More things come out of the bags: fresh chicken pieces, rustic bread flour to use in the bread machine, which I have barely looked at in over eighteen months. We used to wake up to the smell of baking bread, having programmed the machine the night before, and it’d be a special treat every morning to have fresh bread for breakfast but, like a lot of things, that ended over eighteen months ago.

‘Do you want to start on washing the vegetables while I put the bread on?’ I say to Phoebe. The words melt delicately and delectably on my tongue; they drizzle stars of happiness into my ears – I am spending time with my daughter because she wants to. I am cooking with my beloved little girl and I haven’t forced her to be here.

‘OK,’ she says, without a dismissive shrug, without an irritated eye roll, without an exasperated sigh. It’s almost too delicious to believe.

*

‘How do you want me to chop the peppers?’ Phoebe asks.
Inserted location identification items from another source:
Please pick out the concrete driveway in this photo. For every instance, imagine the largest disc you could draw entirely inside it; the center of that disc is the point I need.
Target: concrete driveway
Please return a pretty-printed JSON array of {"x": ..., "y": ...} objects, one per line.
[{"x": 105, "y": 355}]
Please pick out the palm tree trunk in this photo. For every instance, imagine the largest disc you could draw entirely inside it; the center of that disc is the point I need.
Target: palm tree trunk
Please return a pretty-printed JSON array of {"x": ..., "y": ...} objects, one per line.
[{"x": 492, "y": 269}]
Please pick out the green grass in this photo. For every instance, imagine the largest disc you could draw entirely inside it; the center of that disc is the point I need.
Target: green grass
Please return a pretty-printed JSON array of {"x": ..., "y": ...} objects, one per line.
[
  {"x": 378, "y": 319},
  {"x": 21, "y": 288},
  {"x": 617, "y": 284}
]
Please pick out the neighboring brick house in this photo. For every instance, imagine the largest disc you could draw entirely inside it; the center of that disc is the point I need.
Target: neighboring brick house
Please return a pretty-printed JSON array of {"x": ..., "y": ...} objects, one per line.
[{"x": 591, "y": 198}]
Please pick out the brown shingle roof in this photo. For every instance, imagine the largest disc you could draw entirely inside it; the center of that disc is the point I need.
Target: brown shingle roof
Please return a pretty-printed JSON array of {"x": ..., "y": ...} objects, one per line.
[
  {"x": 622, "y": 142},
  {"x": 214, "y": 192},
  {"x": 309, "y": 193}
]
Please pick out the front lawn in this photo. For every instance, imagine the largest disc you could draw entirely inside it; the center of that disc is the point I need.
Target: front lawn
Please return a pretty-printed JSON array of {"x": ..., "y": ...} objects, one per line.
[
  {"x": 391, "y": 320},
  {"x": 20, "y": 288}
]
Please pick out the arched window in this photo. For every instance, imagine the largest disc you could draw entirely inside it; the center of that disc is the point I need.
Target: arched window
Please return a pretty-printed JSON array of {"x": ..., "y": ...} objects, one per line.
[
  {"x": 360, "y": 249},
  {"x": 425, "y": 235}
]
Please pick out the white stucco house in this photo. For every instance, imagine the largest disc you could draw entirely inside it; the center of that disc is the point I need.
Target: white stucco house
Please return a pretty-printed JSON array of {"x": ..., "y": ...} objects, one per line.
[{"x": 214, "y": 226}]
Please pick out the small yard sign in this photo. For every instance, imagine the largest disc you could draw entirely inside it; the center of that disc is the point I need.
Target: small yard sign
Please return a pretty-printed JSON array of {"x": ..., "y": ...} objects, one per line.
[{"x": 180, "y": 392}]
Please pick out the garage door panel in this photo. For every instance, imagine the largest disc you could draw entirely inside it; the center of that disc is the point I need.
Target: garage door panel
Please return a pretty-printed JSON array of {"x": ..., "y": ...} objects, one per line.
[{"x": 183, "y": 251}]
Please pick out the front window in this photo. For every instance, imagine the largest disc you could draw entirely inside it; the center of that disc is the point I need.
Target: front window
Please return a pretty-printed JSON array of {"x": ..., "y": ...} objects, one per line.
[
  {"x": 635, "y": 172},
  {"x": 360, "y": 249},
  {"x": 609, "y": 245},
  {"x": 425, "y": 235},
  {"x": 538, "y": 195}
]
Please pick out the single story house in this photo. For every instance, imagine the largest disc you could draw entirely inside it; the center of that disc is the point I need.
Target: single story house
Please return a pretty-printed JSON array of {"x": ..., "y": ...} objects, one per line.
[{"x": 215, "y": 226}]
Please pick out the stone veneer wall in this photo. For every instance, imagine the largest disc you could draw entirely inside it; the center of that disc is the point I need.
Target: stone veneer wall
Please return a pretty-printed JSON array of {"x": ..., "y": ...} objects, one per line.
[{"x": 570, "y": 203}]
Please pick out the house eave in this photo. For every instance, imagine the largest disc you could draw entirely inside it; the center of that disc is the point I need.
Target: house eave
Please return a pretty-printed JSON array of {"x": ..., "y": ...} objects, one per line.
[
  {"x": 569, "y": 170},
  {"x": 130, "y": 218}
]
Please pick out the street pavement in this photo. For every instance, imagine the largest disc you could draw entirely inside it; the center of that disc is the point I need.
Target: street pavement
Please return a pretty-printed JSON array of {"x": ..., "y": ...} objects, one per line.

‘Into large chunks.’ I resist the urge to go and show her. ‘I find it’s easiest if I lay the top down on the chopping board, slice it in half downwards. Take out all the seeds and stalk, then slice the halves into quarters lengthways and then cut them up into three? But that’s how I do it. You may find it easier to do it another way.’

‘I’ll do it your way,’ she says.

I am making chunky rounds of the aubergine. Once they are all on the chopping board like large, green-tinged white counters for a game, I start to halve them, to make them big enough to not
disintegrate while cooking, but small enough to be bite-sized. The secret, apparently, to not creating a tasteless pot of gloopy stew when making ratatouille is to cook the ingredients separately first, then to combine them all towards the end of cooking. Joel loved aubergine. I could live without it, personally, but he would eat it every day if he could.

‘This reminds me of when you were a baby,’ I say. ‘When you were about six months old and I had to start weaning you onto solid food, I used to drive your dad mad with the time I spent cooking. I’d be obsessed with trying to make the healthiest foods for you, I didn’t want to feed you any of the shop-bought stuff so the moment you were asleep I’d be in the kitchen, steaming sweet potatoes and carrots and broccoli. No, no, not broccoli after the first time because it stank! Then I’d be mashing it through a sieve and putting it into little pots and ice cube trays and freezing them.

‘Sometimes I’d spend whole Sundays doing that so you’d have fresh, homemade food to eat all the time. Most of the time you’d just spit it out – probably because it all tasted the same after it’d been defrosted and heated up – and fixate on what your dad and I were eating. Always making a grab for it. After all the stuff I read and cooking I did, I’d catch your dad giving you sneaky bites of his baby corn or garlic bread or something. I remember one time, when you were about one, he gave you a couple of chippy shop chips.

‘I got
so
mad because I’d spent so much time on getting the nutrients right in your meals and he did that. But he was like, “Seriously, Ffrony, it’s a couple of chips. All food is all right in moderation.” He was right, but still … By the time Zane was born pretty much everything was labelled organic and I’d lost the will to purée anything ever again so I let your dad do what he wanted. Poor kid. Speaking as one of them, most second-born children get a rough deal.’

The only sound that comes from Phoebe’s direction is the phumping of the knife as it comes through the peppers and hits
the wooden chopping board, scoring more cuts onto its surface. I stop my chopping and close my eyes in regret as I realise what I’ve done. It wasn’t intentional, but the effect is the same.

‘What’s it like,’ she says, quietly, ‘having a baby?’

‘Do you mean the actual physical having it, or all the stuff that comes afterwards?’